It seems not a day or week goes by now without some violent political event or attack taking place somewhere in the world including the U.S. Beneath the headlines this is breeding a growing risk uncertainty in how organizations need to operate let alone expand and grow internationally. No longer is it restricted to the old standbys of the Middle East or Africa. Organizations in Europe and Asia must now seriously re-think their approach to risk mitigation and Duty of Care obligations to all staff, especially those locally employed.

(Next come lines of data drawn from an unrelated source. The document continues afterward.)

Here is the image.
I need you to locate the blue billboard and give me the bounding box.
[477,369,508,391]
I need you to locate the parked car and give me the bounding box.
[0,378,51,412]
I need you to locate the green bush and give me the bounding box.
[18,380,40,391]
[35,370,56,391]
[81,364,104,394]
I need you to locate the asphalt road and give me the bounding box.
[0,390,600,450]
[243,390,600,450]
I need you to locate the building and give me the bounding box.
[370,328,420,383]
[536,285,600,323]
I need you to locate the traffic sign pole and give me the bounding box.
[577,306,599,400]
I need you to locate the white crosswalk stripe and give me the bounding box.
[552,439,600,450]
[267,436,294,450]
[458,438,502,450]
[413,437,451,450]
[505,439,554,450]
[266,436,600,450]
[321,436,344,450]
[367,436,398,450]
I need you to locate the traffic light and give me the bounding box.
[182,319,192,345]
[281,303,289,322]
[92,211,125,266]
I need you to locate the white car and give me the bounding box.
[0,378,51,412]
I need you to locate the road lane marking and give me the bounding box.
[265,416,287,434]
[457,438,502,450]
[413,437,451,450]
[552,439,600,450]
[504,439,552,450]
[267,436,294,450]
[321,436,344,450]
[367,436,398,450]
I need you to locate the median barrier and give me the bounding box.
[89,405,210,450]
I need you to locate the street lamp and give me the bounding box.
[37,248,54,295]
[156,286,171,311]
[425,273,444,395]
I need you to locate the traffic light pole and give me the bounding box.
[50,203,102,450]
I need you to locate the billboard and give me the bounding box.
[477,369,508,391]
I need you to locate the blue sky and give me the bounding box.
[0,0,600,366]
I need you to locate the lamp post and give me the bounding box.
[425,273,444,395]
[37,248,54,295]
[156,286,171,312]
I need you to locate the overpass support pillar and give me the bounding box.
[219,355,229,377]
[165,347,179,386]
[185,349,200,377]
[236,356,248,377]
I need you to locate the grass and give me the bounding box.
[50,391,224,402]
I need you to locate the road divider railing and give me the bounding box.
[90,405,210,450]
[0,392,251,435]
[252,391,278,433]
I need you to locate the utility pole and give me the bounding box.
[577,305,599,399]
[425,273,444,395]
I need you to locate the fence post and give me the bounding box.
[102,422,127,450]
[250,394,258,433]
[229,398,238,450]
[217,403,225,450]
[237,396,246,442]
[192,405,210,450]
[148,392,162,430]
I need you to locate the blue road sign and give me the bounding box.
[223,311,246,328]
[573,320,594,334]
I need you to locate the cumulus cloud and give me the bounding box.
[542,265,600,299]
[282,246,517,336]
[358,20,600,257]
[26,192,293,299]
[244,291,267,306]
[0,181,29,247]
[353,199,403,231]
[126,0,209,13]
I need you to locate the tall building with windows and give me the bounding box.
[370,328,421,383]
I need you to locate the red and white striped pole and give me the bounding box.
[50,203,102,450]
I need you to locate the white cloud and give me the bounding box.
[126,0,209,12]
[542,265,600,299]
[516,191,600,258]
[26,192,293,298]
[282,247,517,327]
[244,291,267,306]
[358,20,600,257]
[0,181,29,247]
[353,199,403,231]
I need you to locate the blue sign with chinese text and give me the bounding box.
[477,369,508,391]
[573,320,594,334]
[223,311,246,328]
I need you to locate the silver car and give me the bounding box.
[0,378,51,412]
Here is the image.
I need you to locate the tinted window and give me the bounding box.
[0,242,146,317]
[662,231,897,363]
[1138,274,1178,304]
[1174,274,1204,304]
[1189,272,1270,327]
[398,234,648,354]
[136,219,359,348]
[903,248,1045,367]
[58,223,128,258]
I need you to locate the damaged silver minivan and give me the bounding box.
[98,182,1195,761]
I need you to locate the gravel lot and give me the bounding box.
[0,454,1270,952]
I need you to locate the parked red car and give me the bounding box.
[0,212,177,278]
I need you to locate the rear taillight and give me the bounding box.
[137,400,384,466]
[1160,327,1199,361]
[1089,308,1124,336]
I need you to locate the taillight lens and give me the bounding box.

This has an impact on every sector whether commercial, no-profit (NGOs), educational or even governmental. This new reality was recently highlighted in The Clements Worldwide Winter/Spring 2017 ‘Risk Index’, a biannual survey of senior risk management executives. It has some surprising and disturbing trends. According to the survey, “Violent political events are up dramatically over the last year with one in four global organizations feeling the impact”. (“The survey, compiled twice each year, found the number of organizations suffering the effects of a political violence event nearly doubled from a year ago, up 90 percent over the Clements report issued last spring. Also troubling was the finding that more of these events were noted in Europe, rather than the usual hot spots in the Middle East or Africa. Nearly 23 percent of respondents said they experienced political violence in Europe, while 21 percent reported impacts in the Middle East and just over 17 percent noted troubles in Africa.”)

How these organizations move forward at a time when traditional global institutions and governments at all levels are increasingly challenged and wrestling with how to mitigate these risks, pressures each of them to become more self-reliant and resilient.